Une acquisition en Chine peut prendre des allures de parcours d’obstacles
L’ouverture de la Chine aux investissements étrangers suscite l’intérêt grandissant des entreprises françaises à la recherche de croissance externe. Mais la multiplicité des risques encourus rend indispensable un strict respect des étapes qui jalonnent l’ensemble du processus d’acquisition dans ce pays, soulignaient les participants d’une conférence récemment organisée sur le sujet par le cabinet d’avocats Herbert Smith et par Deloitte. Ceci commence dès la phase de «due diligence» pour laquelle «un temps suffisamment long doit être prévu en raison de la difficulté à obtenir certaines informations sur la cible, concernant notamment les litiges en cours ou le détail des actifs immobiliers».
Le contrat d’acquisition devra privilégier un prix fixe car les autorités chinoises sont réticentes à délivrer un certificat de licence sur la base d’un accord prévoyant une formule d’ajustement de prix. L’existence d’un contrôle des changes doit également être prise en compte dans la procédure de paiement qui doit être effectif 3 mois après l’approbation des autorités. Pour une entité publique, le prix de rachat fera l’objet d’une évaluation officielle et il ne pourra, dans de nombreuses régions, être inférieur à 90% du montant estimé. Le temps nécessaire à la réalisation de la transaction sera dans ce cas rallongé d’au moins 2 mois, car il faudra passer par un processus d’enchères entre différents acheteurs potentiels.

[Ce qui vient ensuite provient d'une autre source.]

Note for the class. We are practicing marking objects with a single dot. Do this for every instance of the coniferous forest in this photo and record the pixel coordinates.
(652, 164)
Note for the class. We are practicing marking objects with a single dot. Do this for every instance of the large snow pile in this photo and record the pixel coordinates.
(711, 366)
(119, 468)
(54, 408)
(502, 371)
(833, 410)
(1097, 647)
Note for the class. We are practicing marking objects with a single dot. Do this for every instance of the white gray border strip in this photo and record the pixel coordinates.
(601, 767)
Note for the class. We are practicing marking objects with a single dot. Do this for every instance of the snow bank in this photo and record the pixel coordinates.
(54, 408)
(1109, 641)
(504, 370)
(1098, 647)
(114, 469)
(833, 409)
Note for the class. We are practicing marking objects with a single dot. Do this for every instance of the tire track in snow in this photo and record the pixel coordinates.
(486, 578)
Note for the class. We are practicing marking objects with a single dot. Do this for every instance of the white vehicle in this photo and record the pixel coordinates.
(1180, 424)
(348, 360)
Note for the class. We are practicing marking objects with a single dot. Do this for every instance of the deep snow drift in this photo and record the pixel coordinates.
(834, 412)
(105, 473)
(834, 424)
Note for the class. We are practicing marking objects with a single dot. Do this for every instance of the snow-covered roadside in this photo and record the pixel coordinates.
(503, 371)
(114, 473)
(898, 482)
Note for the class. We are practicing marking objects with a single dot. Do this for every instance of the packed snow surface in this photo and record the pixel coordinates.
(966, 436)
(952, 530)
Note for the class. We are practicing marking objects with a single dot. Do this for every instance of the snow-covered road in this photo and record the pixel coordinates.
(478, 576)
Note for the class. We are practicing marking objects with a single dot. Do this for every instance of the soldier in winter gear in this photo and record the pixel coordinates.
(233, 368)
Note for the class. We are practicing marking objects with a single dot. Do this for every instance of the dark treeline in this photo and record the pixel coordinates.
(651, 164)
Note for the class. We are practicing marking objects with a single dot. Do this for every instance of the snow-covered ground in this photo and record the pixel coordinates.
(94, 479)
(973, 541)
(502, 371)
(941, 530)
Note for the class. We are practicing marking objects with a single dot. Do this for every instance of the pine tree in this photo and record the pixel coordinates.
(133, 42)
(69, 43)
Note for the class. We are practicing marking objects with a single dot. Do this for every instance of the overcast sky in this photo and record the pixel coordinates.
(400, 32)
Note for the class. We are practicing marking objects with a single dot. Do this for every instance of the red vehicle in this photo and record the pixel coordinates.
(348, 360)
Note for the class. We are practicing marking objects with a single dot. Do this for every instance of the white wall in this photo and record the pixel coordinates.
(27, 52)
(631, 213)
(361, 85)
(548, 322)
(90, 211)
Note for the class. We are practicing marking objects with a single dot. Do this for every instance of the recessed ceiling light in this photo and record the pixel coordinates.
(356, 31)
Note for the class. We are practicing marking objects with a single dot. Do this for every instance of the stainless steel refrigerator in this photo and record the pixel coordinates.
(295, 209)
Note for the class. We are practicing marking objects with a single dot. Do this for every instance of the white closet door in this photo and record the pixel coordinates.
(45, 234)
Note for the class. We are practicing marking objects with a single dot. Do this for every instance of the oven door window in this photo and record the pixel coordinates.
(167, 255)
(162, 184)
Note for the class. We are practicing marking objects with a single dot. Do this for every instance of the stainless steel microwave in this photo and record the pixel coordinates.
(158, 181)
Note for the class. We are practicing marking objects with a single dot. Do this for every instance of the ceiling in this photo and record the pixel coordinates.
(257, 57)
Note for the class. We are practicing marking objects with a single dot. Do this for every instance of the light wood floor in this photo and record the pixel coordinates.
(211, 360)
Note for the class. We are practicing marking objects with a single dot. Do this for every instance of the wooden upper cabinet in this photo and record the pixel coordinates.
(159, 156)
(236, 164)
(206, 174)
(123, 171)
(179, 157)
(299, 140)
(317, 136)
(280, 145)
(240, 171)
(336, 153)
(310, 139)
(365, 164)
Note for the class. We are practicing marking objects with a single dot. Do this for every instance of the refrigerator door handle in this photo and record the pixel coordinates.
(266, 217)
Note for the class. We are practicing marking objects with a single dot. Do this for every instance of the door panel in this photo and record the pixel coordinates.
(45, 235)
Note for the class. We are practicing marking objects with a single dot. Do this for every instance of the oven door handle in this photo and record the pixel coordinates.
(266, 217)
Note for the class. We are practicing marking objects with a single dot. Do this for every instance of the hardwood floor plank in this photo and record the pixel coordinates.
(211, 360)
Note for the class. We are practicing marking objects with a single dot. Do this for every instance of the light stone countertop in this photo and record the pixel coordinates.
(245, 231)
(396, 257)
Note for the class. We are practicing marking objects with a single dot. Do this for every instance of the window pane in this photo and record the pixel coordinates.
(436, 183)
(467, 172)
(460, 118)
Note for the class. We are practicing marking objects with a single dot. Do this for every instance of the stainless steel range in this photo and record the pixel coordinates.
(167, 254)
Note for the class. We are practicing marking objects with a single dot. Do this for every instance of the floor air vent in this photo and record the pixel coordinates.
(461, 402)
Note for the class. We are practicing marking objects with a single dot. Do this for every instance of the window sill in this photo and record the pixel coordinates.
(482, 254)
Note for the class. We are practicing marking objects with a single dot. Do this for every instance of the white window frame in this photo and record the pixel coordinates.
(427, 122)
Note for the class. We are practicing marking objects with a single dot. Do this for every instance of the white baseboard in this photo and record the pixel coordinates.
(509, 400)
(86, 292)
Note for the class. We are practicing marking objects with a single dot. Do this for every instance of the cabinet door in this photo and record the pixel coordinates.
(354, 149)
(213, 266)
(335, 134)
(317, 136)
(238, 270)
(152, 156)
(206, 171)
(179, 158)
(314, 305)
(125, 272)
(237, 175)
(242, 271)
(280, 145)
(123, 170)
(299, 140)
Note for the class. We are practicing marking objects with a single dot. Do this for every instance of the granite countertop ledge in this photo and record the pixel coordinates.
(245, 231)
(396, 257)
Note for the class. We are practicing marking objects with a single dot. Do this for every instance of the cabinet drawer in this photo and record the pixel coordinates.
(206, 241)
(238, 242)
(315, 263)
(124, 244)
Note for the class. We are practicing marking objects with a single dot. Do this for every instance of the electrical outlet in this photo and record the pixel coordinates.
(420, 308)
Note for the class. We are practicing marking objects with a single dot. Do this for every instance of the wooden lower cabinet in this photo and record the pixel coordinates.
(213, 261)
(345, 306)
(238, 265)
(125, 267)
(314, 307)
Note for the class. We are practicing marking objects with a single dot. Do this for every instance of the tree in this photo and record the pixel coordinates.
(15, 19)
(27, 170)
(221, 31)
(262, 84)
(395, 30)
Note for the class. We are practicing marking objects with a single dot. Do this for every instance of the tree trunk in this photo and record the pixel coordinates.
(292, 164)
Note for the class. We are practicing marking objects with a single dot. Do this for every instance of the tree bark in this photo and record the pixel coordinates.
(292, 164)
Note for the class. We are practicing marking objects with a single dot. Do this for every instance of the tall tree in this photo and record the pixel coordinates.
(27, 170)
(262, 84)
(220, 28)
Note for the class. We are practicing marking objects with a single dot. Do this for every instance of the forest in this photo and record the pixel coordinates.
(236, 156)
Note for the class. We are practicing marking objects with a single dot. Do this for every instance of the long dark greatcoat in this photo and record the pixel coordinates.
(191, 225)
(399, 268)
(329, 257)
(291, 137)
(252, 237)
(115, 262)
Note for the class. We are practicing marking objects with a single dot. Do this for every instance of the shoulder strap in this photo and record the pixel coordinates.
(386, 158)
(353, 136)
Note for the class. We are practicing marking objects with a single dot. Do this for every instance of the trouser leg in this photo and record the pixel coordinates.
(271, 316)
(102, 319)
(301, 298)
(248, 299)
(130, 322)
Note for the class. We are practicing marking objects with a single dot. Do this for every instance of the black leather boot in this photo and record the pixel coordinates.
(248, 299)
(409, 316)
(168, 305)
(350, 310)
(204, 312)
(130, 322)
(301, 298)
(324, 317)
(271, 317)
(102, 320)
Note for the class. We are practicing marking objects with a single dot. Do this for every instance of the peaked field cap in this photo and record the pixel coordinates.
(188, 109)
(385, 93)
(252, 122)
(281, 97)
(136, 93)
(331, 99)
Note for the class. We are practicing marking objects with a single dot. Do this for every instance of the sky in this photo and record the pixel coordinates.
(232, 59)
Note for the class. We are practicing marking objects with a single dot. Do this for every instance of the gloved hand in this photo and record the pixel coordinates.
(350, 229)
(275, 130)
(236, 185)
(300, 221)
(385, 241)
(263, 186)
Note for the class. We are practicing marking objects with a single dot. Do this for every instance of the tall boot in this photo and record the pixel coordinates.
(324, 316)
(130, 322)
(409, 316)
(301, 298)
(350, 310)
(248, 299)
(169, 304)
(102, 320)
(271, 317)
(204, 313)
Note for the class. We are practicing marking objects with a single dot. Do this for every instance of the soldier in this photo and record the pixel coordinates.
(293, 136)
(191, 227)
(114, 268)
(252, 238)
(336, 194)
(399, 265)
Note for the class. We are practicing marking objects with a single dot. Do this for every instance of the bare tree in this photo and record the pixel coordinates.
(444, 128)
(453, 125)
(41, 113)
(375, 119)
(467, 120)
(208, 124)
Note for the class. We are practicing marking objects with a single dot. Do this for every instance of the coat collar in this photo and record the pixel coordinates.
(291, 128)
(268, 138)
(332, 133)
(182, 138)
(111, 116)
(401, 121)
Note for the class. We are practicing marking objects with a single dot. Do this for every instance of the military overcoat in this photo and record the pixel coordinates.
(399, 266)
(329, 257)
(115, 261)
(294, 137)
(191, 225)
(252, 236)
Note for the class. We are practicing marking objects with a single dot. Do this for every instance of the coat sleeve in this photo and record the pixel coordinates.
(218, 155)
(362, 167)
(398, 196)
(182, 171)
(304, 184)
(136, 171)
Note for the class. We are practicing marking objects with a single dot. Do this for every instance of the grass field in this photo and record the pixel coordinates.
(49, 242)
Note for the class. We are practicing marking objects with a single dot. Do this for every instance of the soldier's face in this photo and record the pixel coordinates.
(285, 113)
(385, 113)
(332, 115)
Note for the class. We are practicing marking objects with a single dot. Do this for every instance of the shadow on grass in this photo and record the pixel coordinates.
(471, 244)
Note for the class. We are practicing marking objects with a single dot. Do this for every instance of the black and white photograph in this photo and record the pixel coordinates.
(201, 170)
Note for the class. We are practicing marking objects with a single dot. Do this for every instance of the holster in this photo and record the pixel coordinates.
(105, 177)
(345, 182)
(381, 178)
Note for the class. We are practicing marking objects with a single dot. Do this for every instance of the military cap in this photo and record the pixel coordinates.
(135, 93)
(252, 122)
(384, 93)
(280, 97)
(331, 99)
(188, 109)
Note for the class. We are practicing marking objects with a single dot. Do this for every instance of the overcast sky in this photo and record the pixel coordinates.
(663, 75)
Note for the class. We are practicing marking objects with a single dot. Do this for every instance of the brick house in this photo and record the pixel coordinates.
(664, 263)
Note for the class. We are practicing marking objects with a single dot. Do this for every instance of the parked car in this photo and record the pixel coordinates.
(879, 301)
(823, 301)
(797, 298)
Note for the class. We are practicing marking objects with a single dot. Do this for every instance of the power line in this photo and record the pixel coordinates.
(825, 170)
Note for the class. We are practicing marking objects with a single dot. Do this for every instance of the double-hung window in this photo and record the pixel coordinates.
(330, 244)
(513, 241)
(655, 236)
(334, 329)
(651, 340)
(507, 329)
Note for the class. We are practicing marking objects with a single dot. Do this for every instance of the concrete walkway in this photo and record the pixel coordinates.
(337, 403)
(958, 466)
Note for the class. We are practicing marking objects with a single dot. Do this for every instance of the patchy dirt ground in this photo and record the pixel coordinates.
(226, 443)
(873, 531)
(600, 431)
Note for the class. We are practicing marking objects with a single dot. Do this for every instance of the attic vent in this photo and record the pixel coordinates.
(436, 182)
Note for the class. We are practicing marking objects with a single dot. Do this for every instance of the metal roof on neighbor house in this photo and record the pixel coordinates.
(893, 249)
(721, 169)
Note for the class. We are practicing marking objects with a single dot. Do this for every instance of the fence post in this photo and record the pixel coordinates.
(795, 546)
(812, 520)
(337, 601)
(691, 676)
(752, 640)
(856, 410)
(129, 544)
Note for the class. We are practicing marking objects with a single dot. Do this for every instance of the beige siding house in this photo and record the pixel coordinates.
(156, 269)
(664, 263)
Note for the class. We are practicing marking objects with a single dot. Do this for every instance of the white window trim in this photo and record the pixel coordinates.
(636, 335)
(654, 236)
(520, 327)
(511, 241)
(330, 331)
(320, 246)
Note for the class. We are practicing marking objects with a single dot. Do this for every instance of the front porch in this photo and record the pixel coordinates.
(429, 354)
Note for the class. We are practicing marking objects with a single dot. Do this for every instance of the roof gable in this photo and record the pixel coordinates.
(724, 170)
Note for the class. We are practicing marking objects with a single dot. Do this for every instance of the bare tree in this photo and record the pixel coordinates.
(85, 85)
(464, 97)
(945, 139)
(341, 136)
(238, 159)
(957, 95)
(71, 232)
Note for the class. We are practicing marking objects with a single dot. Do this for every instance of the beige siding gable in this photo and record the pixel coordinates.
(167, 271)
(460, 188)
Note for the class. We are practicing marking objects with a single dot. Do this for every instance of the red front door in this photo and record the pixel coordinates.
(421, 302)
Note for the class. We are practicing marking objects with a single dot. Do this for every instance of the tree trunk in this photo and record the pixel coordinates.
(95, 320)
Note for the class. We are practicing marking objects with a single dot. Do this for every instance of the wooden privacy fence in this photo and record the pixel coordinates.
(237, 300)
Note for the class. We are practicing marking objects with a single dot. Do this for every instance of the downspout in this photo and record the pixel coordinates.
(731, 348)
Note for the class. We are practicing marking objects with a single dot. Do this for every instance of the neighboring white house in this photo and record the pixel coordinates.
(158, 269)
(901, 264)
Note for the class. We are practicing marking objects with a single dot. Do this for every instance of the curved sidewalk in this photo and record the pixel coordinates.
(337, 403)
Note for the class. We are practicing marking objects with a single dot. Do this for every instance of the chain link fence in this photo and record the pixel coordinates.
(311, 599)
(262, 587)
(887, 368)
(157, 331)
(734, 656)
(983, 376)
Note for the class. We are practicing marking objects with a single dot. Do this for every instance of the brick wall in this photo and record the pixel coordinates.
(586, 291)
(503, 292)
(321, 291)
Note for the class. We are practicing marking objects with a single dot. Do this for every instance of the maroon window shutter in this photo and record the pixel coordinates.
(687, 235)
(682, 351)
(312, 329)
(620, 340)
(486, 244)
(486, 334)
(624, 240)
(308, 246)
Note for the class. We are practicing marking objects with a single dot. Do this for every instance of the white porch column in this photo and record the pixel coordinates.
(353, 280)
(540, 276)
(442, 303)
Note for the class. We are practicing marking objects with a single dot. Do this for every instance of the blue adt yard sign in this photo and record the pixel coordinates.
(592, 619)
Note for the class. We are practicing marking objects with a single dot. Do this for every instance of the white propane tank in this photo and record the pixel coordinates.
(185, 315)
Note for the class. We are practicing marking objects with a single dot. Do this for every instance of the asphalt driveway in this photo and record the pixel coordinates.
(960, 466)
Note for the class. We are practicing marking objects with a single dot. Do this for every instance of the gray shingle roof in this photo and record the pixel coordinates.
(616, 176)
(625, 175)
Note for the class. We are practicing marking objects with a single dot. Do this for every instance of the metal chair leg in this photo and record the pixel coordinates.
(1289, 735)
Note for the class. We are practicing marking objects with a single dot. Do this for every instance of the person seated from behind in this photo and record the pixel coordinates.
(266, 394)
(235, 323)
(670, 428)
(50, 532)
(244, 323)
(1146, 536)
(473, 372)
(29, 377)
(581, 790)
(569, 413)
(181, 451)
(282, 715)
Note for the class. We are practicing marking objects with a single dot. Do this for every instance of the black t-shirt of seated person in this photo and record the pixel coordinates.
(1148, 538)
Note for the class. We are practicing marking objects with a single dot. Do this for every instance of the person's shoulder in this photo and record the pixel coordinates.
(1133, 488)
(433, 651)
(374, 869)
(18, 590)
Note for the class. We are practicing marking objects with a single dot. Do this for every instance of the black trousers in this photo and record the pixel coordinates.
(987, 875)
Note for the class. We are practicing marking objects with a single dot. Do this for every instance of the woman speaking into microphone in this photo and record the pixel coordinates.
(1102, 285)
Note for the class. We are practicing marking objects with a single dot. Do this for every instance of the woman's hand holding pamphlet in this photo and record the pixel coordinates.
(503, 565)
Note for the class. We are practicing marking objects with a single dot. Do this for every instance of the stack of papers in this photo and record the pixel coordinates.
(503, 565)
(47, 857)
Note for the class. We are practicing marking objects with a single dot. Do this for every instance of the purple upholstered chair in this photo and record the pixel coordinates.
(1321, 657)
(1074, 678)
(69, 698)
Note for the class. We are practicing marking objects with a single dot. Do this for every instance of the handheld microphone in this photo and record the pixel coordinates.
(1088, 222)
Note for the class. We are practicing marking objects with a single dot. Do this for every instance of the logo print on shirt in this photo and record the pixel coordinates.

Les projets d’acquisition inférieurs à 300 millions de dollars sont soumis à une autorisation des seules autorités provinciales, sauf dans les secteurs sensibles. Au-dessus de ce montant, différentes entités du gouvernement central (ministère du Commerce, du Budget, de l’Industrie) devront donner leur accord. Si certains de ces problèmes peuvent être contournés par la création d’un véhicule d’investissement offshore (à Hong Kong par exemple), il faut s’assurer que celui-ci dispose de moyens financiers suffisants.
La Chine a élargi son arsenal juridique pour réduire une corruption active et passive historiquement élevée, ayant ainsi introduit l’an dernier le concept de «corruption d’agent public étranger». Les entreprises françaises auront cependant intérêt à prévoir à l’avance «un plan détaillé concernant les pratiques et procédures anti-corruption devant être mise en œuvre post-acquisition».